Mona et Amira sur la ligne d'arrivée

Au final, même si on a pas atteint l'objectif, elle a grignoté 10 minutes par rapport à son précédent semi marathon de la Comar (2h16), ce qui n'est pas rien (les runners me comprendront) et elle sait maintenant que pour battre son propre record, il faut courir à une allure supérieure à celle de l'entrainement, et finir en se disant qu'on aurait pas pu mieux faire, à bout de souffle, les jambes engourdies et le visage décomposé (Ne vous en faites pas la ligne d'arrivée nous fait oublier toute cette souffrance et on recommence toujours)!

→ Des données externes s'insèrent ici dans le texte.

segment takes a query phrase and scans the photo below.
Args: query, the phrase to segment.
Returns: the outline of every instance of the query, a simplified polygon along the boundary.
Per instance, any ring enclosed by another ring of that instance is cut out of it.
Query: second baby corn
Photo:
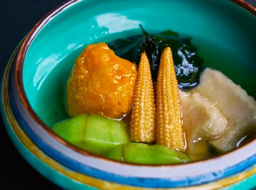
[[[141,54],[130,121],[130,136],[134,142],[155,141],[155,104],[148,60]]]
[[[157,144],[174,149],[184,148],[178,82],[171,49],[161,55],[157,83]]]

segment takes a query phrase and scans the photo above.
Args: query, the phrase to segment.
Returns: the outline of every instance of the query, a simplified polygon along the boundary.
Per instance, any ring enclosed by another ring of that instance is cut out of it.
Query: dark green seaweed
[[[145,51],[152,79],[156,81],[161,53],[165,48],[169,46],[179,88],[185,90],[197,85],[204,60],[197,55],[197,48],[191,45],[191,38],[181,38],[177,33],[170,30],[150,35],[140,26],[142,35],[114,40],[108,43],[110,49],[118,56],[137,65],[141,53]]]

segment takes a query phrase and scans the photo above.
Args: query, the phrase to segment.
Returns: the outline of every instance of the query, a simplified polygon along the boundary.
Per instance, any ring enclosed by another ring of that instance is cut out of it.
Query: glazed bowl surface
[[[72,146],[49,128],[67,117],[66,80],[86,46],[171,30],[192,37],[204,66],[219,70],[256,98],[256,10],[241,1],[71,0],[42,19],[7,68],[1,112],[25,158],[67,189],[249,189],[256,185],[256,141],[221,156],[182,164],[114,162]]]

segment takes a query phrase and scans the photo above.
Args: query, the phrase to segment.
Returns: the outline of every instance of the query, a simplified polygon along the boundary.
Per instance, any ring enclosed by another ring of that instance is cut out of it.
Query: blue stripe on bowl
[[[255,155],[248,160],[233,167],[227,168],[223,171],[217,171],[216,172],[196,176],[185,176],[182,180],[177,180],[166,178],[143,178],[127,177],[106,172],[81,164],[57,151],[45,143],[31,129],[33,126],[30,126],[21,116],[14,97],[14,88],[16,88],[15,86],[15,64],[13,64],[12,65],[8,84],[10,103],[15,117],[27,135],[41,150],[61,164],[77,172],[103,180],[128,185],[151,188],[185,187],[212,182],[235,174],[238,172],[242,172],[248,170],[250,167],[252,167],[256,163],[256,155]]]

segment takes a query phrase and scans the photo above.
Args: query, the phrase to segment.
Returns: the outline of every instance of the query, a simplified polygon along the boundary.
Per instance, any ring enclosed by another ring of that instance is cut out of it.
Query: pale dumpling
[[[221,72],[207,68],[201,73],[199,85],[192,91],[216,102],[227,118],[227,130],[219,137],[209,141],[216,150],[233,150],[241,138],[256,132],[256,101]]]
[[[193,159],[208,157],[207,141],[222,134],[228,121],[211,102],[199,93],[180,91],[186,152]]]

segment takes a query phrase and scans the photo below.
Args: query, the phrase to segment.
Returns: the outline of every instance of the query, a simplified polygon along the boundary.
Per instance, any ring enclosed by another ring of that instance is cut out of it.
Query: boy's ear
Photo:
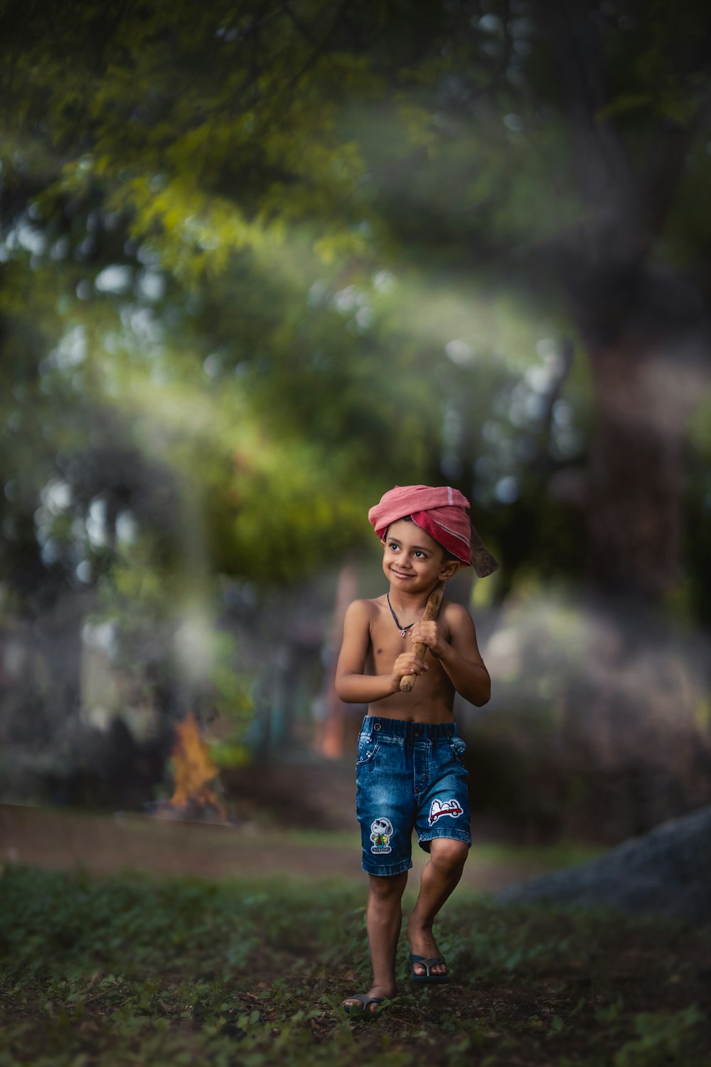
[[[451,578],[452,575],[456,574],[458,570],[459,570],[459,564],[456,559],[447,559],[442,563],[441,570],[439,572],[439,577],[441,580],[446,580],[447,578]]]

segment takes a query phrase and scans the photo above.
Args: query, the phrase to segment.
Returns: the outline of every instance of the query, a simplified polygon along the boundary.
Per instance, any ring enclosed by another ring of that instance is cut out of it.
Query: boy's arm
[[[336,668],[336,692],[346,704],[372,704],[400,689],[405,674],[421,674],[427,665],[414,652],[398,656],[388,674],[363,674],[370,643],[370,608],[354,601],[343,620],[343,643]]]
[[[413,626],[413,641],[426,644],[459,696],[481,707],[491,696],[491,679],[476,644],[474,623],[460,604],[447,605],[447,627],[449,640],[441,622],[418,622]]]

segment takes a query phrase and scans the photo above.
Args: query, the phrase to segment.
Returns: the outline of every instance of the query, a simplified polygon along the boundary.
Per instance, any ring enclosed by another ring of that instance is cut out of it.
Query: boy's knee
[[[468,853],[466,841],[455,838],[435,838],[430,844],[431,862],[447,873],[463,867]]]
[[[384,901],[402,896],[407,885],[407,871],[402,874],[369,875],[370,895]]]

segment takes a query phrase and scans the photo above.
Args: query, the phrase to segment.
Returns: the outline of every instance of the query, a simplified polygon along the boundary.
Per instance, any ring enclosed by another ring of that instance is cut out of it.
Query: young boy
[[[464,607],[445,600],[436,622],[421,617],[437,583],[459,567],[473,563],[480,577],[497,568],[470,529],[468,507],[455,489],[404,485],[385,493],[368,513],[384,544],[389,590],[349,607],[336,673],[341,700],[369,704],[358,737],[356,813],[369,876],[373,984],[367,993],[343,1001],[350,1013],[376,1012],[395,991],[413,829],[430,861],[407,920],[411,978],[450,978],[432,927],[462,877],[471,842],[465,744],[454,726],[454,694],[485,704],[490,681]],[[415,642],[427,647],[424,660],[415,655]],[[410,692],[400,691],[405,674],[416,675]]]

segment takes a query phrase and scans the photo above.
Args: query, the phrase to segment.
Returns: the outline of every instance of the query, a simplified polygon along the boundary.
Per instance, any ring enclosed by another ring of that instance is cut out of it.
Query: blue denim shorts
[[[392,875],[413,865],[433,838],[471,844],[465,743],[453,722],[404,722],[367,715],[358,736],[356,817],[362,869]]]

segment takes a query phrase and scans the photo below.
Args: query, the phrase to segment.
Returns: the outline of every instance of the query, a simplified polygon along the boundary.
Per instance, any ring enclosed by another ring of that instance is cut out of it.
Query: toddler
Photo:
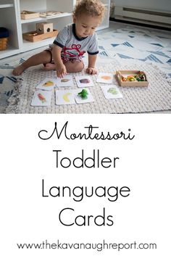
[[[46,70],[57,70],[62,78],[67,73],[80,72],[84,67],[83,55],[87,51],[88,65],[86,73],[96,74],[98,50],[96,28],[101,23],[104,13],[104,4],[99,0],[81,0],[73,12],[73,24],[59,31],[50,48],[33,55],[13,70],[20,75],[29,67],[43,64]]]

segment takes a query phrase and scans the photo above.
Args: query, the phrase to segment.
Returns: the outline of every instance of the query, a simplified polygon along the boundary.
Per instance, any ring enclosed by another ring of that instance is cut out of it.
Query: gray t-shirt
[[[57,35],[54,44],[62,48],[62,58],[80,59],[86,51],[92,55],[99,53],[96,33],[80,38],[75,33],[75,24],[64,27]]]

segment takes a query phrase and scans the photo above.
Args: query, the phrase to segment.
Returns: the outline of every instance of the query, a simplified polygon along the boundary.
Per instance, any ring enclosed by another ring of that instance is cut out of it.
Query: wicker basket
[[[5,28],[0,28],[0,51],[7,49],[8,37],[9,37],[8,30]]]

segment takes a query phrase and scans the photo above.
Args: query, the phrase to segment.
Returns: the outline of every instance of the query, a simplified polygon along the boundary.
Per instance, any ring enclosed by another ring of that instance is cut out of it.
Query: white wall
[[[146,8],[171,12],[170,0],[112,0],[114,6]]]

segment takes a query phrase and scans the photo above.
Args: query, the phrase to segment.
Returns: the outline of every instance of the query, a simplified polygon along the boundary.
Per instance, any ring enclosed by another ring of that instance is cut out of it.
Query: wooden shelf
[[[57,19],[59,17],[67,17],[67,16],[71,16],[71,13],[68,12],[64,12],[61,15],[55,15],[55,16],[49,16],[49,17],[38,17],[36,19],[30,19],[30,20],[21,20],[21,24],[26,24],[26,23],[30,23],[30,22],[36,22],[38,21],[46,21],[46,20],[53,20],[53,19]]]
[[[7,49],[0,51],[0,59],[43,46],[48,47],[55,38],[33,43],[23,40],[22,34],[36,30],[36,23],[38,22],[53,23],[54,29],[59,31],[65,25],[72,22],[72,11],[76,4],[76,0],[0,0],[0,1],[3,2],[0,4],[0,25],[7,28],[9,31]],[[110,0],[101,1],[107,11],[104,21],[97,28],[97,30],[109,27]],[[35,12],[54,10],[62,13],[46,17],[22,20],[20,12],[22,10]]]

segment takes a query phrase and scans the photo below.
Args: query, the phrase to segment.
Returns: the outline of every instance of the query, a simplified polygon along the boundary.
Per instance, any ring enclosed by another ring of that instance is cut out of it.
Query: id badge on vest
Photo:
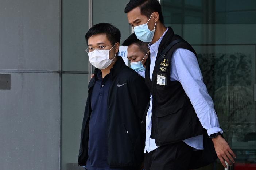
[[[156,84],[163,86],[167,85],[166,74],[158,73],[156,77]]]
[[[163,58],[160,63],[160,65],[156,77],[156,84],[159,85],[166,86],[167,85],[166,72],[168,70],[168,67],[170,64],[169,60]]]

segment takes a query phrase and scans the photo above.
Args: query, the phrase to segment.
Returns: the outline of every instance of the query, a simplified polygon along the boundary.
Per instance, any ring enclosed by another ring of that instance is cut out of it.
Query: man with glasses
[[[236,156],[221,135],[195,52],[164,25],[158,1],[131,0],[124,12],[137,38],[150,42],[145,170],[195,168],[213,162],[215,152],[224,167],[225,161],[231,165]]]
[[[149,93],[143,78],[117,56],[120,33],[109,23],[85,35],[90,62],[96,68],[89,83],[78,162],[86,169],[138,169],[143,161],[141,122]]]

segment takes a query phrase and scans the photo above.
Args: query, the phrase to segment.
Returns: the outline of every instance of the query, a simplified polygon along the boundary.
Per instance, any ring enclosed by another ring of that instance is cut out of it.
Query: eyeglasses
[[[99,45],[96,48],[93,48],[92,47],[89,47],[87,48],[85,51],[87,52],[87,53],[89,53],[90,52],[92,52],[96,50],[97,51],[102,50],[105,49],[105,47],[106,46],[109,46],[109,45],[111,45],[112,44],[109,44],[108,45],[106,45],[106,46],[103,46],[103,45]]]

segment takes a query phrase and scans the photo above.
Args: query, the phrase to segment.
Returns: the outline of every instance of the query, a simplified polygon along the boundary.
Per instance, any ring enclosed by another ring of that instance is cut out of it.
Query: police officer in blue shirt
[[[145,170],[195,168],[217,156],[231,165],[236,156],[222,137],[195,52],[164,26],[158,1],[131,0],[124,11],[137,38],[149,42]]]

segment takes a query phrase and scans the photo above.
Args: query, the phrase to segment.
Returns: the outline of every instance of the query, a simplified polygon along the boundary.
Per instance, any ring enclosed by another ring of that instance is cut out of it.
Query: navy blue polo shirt
[[[96,75],[91,98],[88,155],[85,168],[89,170],[123,170],[108,165],[108,95],[111,81],[109,74],[102,78],[101,71]]]

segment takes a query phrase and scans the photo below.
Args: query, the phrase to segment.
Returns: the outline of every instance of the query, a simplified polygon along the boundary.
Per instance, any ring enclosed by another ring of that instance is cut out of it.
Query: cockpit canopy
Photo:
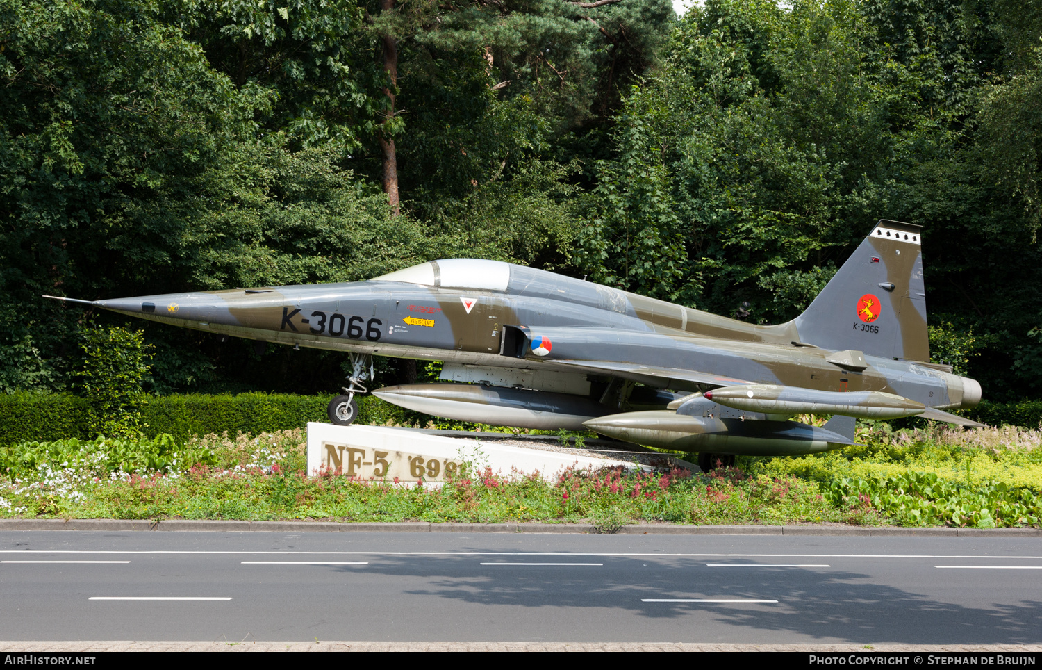
[[[380,275],[372,281],[403,281],[440,289],[506,291],[511,265],[502,260],[446,258]]]

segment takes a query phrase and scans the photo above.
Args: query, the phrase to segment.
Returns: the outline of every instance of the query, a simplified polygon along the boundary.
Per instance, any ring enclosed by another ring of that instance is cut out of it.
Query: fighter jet
[[[373,392],[439,417],[596,432],[698,452],[796,455],[854,443],[854,419],[971,407],[981,386],[929,363],[920,226],[880,220],[803,314],[755,325],[498,260],[367,281],[83,302],[206,332],[345,351],[329,404],[350,424],[372,356],[444,363],[443,382]],[[51,297],[51,296],[48,296]],[[792,420],[833,415],[823,426]]]

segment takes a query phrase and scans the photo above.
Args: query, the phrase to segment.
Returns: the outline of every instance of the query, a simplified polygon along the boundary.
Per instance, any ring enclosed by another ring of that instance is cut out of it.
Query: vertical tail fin
[[[801,342],[929,361],[922,227],[880,220],[796,318]]]

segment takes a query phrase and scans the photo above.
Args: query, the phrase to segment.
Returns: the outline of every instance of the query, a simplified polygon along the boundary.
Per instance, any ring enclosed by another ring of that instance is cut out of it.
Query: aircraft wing
[[[706,387],[730,387],[751,383],[745,379],[722,377],[718,374],[684,370],[680,368],[662,368],[635,363],[617,363],[615,361],[569,361],[556,359],[555,365],[581,370],[588,374],[602,374],[612,377],[631,379],[658,388],[689,387],[691,384]]]
[[[918,402],[889,393],[815,391],[813,389],[755,383],[679,368],[660,368],[613,361],[559,359],[554,363],[564,364],[587,373],[632,379],[651,387],[672,389],[689,384],[713,387],[715,390],[712,391],[712,395],[710,391],[705,392],[706,398],[712,398],[715,402],[729,407],[750,412],[836,414],[872,419],[919,416],[923,419],[961,426],[982,425],[971,419],[935,407],[923,410]]]

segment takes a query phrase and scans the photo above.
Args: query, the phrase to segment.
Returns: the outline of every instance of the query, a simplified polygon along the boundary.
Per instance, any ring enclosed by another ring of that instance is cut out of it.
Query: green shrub
[[[149,396],[140,420],[147,437],[169,433],[178,442],[210,432],[256,435],[301,428],[309,421],[328,422],[330,398],[267,393]],[[430,419],[374,396],[357,400],[359,424],[412,425]],[[67,394],[0,394],[0,445],[92,438],[90,412],[88,400]]]
[[[152,345],[145,333],[119,326],[83,329],[83,369],[75,373],[88,404],[90,433],[134,436],[147,427],[144,382],[151,370]]]
[[[1042,423],[1042,400],[1021,400],[1020,402],[989,402],[982,400],[981,404],[967,412],[974,421],[989,426],[1022,426],[1037,428]]]
[[[65,393],[0,394],[0,445],[85,438],[90,408]]]
[[[54,470],[86,467],[96,472],[177,472],[215,463],[209,449],[178,444],[169,435],[153,439],[97,438],[25,442],[0,453],[0,473],[17,476],[47,464]]]

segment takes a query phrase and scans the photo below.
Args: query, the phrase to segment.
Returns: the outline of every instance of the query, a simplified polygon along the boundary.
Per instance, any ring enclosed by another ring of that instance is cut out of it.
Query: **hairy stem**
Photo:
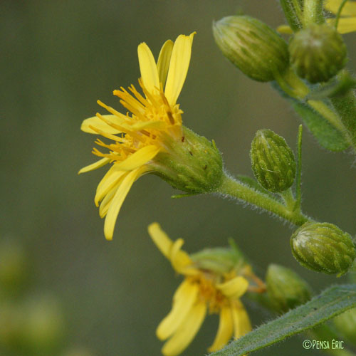
[[[290,209],[280,201],[254,190],[226,174],[224,174],[221,184],[216,192],[249,203],[297,226],[303,225],[309,221],[309,219],[300,211],[300,209]]]
[[[304,0],[303,15],[305,27],[311,23],[323,23],[323,0]]]

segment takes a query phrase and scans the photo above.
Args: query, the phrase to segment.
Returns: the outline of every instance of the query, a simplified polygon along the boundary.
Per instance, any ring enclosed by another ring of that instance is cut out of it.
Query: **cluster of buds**
[[[283,137],[270,130],[258,130],[252,141],[251,158],[254,175],[264,189],[283,194],[293,184],[295,160]],[[304,224],[293,234],[290,246],[294,257],[305,267],[337,276],[350,268],[356,257],[351,236],[328,223]],[[272,273],[276,268],[270,269],[269,273]],[[286,273],[290,274],[283,271],[281,276]],[[273,288],[269,293],[276,294]],[[288,299],[288,290],[283,294]],[[290,301],[283,303],[285,309],[293,305]],[[283,307],[279,305],[278,309],[283,310]]]
[[[311,83],[326,82],[344,68],[346,46],[333,27],[290,23],[296,32],[289,46],[273,28],[248,16],[225,17],[214,23],[213,32],[223,54],[255,80],[274,80],[293,68]]]

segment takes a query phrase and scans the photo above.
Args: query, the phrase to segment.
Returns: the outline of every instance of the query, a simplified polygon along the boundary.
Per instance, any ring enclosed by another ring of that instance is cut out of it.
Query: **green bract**
[[[273,192],[288,189],[295,177],[293,151],[281,136],[271,130],[259,130],[251,147],[252,170],[263,188]]]
[[[270,265],[266,281],[271,305],[278,313],[286,313],[310,299],[307,283],[289,268]]]
[[[167,142],[169,152],[158,153],[150,166],[174,188],[192,194],[213,192],[221,182],[221,155],[214,143],[182,128],[182,141]]]
[[[228,16],[213,25],[223,54],[248,77],[261,82],[275,79],[289,63],[286,41],[263,22],[247,16]]]
[[[290,238],[295,259],[307,268],[340,276],[356,256],[351,236],[329,223],[308,222]]]
[[[297,74],[310,83],[328,81],[347,62],[342,38],[326,24],[312,24],[300,30],[290,40],[289,51]]]

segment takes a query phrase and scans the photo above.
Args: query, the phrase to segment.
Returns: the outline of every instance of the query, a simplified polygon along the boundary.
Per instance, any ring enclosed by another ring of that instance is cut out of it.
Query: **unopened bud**
[[[307,283],[289,268],[272,264],[266,276],[267,293],[272,307],[286,313],[310,299]]]
[[[274,80],[289,65],[286,41],[263,22],[248,16],[228,16],[213,25],[223,54],[248,77]]]
[[[292,235],[290,246],[304,267],[337,276],[347,271],[356,256],[351,236],[329,223],[304,224]]]
[[[166,145],[167,152],[158,153],[150,164],[153,174],[192,194],[212,192],[221,184],[222,158],[214,142],[183,127],[182,142],[171,140]]]
[[[311,24],[297,32],[289,51],[297,74],[313,83],[328,81],[347,61],[342,38],[327,24]]]
[[[293,151],[283,137],[271,130],[257,131],[251,159],[253,174],[263,188],[281,192],[293,184],[296,166]]]

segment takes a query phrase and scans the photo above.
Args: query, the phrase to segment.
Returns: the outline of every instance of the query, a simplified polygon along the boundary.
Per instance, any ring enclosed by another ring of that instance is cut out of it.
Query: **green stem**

J'ai aussi vécu une petite expérience inédite en me faisant accompagnée sur les 2 derniers kilomètres par un bénévole à vélo qui a tenu à me donner le rythme et m'a fait faire une allure de folie pour arriver 3 minutes avant mes amies, reprendre mon souffle et les prendre en photo sur la ligne d'arrivée. Mon chrono officiel 2h03, surement pas une performance technique mais un des semi où j'ai pris le plus de plaisir.
Le bénévole meneur d'allure


Au delà de l'émotion ressentie, du partage...l'idée d'un meneur d'allure pourrait être intéressante à intégrer dans nos semi-marathon, notamment celui de La Marsa (Les foulées du Mégara) qui est la course qui regroupe le plus grand nombre de participants en Tunisie, bien sûr un meneur d'allure en bonne et due forme et que ne s’arrêtera pas pour faire des selfies, qui ne rebroussera pas chemin pour s'assurer que tout le peloton court bien au rythme convenu mais quelqu'un qui s'assurera de mener ses troupes à bon port dans l'intervalle de temps alloué...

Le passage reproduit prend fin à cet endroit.